The Execution Of Lady Jane Grey / Aimée Keeble
first appeared in Truffle Magazine
The boys sit like judges at the end of the world, swinging their legs. Alright? They call down to me from their perch over the entrance to the tower block. All drowsy mouthed, their lizard eyes and careful haircuts. The one on the end with the glossy trainers has a baby on his knee. My thighs are fatty with hormones and revealed and the muscles in their jaws are unkind. I pass beneath them and bow my head.
Fulham glowers against an acid sky, it pushes its nose to sniff where the sun and economic equilibrium has abandoned it. Its many noise, its beautiful glass and stone forehead that the light splays its legs over. In the council flat in the council block, I lean my arms over the balcony and swallow. Just over forty minutes from the clinic in Richmond it’s taken my body to begin to break. Two pills: one down the spiral of my mouth and the other enveloped by the kinder muzzle of my groin. I drop my bag in the hallway. How unusual, this time of afternoon that is normally spent at work with motion or talk. A Friday out of sorts. The sun slops into the bedroom and I follow the burning.

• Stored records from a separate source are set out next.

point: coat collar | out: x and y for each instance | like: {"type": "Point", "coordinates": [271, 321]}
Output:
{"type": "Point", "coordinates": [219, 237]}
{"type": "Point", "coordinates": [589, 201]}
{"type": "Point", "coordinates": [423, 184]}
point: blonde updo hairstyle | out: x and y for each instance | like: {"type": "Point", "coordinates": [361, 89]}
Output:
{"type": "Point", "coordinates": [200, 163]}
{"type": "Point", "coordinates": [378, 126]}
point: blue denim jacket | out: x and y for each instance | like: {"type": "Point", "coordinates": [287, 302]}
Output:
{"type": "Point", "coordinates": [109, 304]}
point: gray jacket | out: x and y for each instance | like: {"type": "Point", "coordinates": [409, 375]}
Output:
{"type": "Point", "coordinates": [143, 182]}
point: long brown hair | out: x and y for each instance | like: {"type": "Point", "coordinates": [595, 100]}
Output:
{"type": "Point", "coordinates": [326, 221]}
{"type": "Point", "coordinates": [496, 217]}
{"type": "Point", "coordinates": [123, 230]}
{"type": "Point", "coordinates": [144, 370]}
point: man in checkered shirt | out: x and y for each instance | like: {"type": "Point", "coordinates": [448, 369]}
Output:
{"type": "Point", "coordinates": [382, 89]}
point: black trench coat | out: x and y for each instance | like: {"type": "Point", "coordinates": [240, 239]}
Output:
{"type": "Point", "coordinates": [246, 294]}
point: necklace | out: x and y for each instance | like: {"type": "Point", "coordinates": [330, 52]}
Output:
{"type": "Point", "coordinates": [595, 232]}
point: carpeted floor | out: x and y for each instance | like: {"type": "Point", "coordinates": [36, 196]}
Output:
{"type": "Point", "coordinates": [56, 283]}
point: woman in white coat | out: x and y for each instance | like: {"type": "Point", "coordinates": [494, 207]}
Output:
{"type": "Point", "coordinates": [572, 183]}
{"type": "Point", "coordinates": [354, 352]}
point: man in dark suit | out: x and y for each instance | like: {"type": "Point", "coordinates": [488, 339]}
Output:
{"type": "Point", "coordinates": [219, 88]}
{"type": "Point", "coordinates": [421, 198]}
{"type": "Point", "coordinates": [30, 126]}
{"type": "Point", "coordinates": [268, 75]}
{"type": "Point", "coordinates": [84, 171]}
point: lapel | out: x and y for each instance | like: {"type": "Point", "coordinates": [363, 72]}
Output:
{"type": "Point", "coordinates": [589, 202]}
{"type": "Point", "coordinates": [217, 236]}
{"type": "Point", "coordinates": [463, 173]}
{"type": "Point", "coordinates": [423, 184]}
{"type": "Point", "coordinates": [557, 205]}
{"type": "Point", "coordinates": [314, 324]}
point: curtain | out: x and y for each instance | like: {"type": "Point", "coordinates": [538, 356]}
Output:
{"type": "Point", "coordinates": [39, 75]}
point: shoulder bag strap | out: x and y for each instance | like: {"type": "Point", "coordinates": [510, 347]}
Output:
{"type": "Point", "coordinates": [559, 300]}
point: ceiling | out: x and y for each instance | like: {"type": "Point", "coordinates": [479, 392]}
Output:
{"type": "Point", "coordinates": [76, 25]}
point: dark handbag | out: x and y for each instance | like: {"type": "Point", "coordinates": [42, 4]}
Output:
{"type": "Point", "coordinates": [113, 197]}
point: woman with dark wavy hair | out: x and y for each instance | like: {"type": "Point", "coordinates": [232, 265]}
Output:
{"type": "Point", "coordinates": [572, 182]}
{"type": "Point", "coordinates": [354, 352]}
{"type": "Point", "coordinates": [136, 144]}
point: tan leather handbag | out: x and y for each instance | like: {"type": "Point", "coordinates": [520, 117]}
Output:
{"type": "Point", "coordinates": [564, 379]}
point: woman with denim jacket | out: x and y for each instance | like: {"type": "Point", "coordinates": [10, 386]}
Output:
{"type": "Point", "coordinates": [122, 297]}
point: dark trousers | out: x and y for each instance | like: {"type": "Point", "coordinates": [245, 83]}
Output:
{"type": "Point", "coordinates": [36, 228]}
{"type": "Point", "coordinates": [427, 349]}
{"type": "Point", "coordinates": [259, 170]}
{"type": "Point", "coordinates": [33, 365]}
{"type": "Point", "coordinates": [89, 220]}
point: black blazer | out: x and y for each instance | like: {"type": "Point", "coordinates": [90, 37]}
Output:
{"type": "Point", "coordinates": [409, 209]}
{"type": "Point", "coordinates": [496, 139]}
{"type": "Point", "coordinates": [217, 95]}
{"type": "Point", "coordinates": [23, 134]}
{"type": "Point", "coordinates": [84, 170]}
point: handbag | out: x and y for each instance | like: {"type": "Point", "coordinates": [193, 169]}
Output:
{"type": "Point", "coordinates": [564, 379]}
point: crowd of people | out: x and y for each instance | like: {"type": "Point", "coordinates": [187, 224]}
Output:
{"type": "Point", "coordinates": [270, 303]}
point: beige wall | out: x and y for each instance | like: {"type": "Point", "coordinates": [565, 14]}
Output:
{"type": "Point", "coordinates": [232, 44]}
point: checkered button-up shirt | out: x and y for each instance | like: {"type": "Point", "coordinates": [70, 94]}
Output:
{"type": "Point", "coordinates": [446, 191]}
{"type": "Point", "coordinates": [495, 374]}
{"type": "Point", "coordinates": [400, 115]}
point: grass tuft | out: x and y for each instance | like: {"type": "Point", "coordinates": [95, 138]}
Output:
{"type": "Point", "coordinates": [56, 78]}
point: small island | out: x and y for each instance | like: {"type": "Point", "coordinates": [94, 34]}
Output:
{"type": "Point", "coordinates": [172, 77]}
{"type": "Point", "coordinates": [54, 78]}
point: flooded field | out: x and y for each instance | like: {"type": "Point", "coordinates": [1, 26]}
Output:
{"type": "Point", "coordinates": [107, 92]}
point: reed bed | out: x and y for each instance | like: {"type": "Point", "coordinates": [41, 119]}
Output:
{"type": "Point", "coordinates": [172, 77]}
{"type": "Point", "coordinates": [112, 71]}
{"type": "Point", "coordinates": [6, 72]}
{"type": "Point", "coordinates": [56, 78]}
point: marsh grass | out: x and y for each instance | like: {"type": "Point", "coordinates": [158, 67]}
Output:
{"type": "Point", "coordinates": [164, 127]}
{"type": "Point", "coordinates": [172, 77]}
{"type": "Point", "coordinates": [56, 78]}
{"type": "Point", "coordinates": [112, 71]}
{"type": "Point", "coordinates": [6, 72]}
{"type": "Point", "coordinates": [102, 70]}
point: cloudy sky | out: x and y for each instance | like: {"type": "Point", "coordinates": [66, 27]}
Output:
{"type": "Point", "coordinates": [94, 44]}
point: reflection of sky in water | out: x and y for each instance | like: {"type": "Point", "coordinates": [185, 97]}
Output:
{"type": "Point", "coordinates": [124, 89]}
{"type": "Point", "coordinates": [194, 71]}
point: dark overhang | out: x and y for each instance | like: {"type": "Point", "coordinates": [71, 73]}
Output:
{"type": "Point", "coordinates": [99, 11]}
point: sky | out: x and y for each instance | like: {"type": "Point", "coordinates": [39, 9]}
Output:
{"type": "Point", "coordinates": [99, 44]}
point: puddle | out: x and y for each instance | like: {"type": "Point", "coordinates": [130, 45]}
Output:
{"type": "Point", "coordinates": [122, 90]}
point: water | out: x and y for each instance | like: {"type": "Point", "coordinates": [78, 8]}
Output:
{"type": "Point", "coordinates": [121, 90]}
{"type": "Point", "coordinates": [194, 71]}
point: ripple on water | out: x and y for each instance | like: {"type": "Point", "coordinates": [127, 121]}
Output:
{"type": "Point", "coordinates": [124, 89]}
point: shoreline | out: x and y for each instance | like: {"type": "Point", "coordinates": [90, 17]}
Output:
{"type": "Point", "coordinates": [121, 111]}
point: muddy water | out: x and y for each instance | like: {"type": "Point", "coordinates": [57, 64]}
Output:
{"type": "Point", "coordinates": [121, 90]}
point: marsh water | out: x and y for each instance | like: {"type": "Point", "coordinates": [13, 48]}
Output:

In my bed, fully dressed, I lean like a child, cheek down, my bottom in the air. I wail. The ending starts as a shake, my soft parts are now cloven and I think, is this where the fear of devils comes from? I pull off my trousers, my underwear in a shy twist around my ankle bone. In the bathroom, elevated from the relentless tile, resting falcon-wild on the toilet I begin to drain. It’s hard to measure a loss. There is only the start, one cannot anticipate nor tell the color, or the hurt of the end. What is a loss if not the tadpole face of something new, churning in a water that never stops giving? All the possible pools we carry unawares, glittering with beginnings and endings.
Back on the bottom of the bed, I hum to myself, to the wee could-have-been.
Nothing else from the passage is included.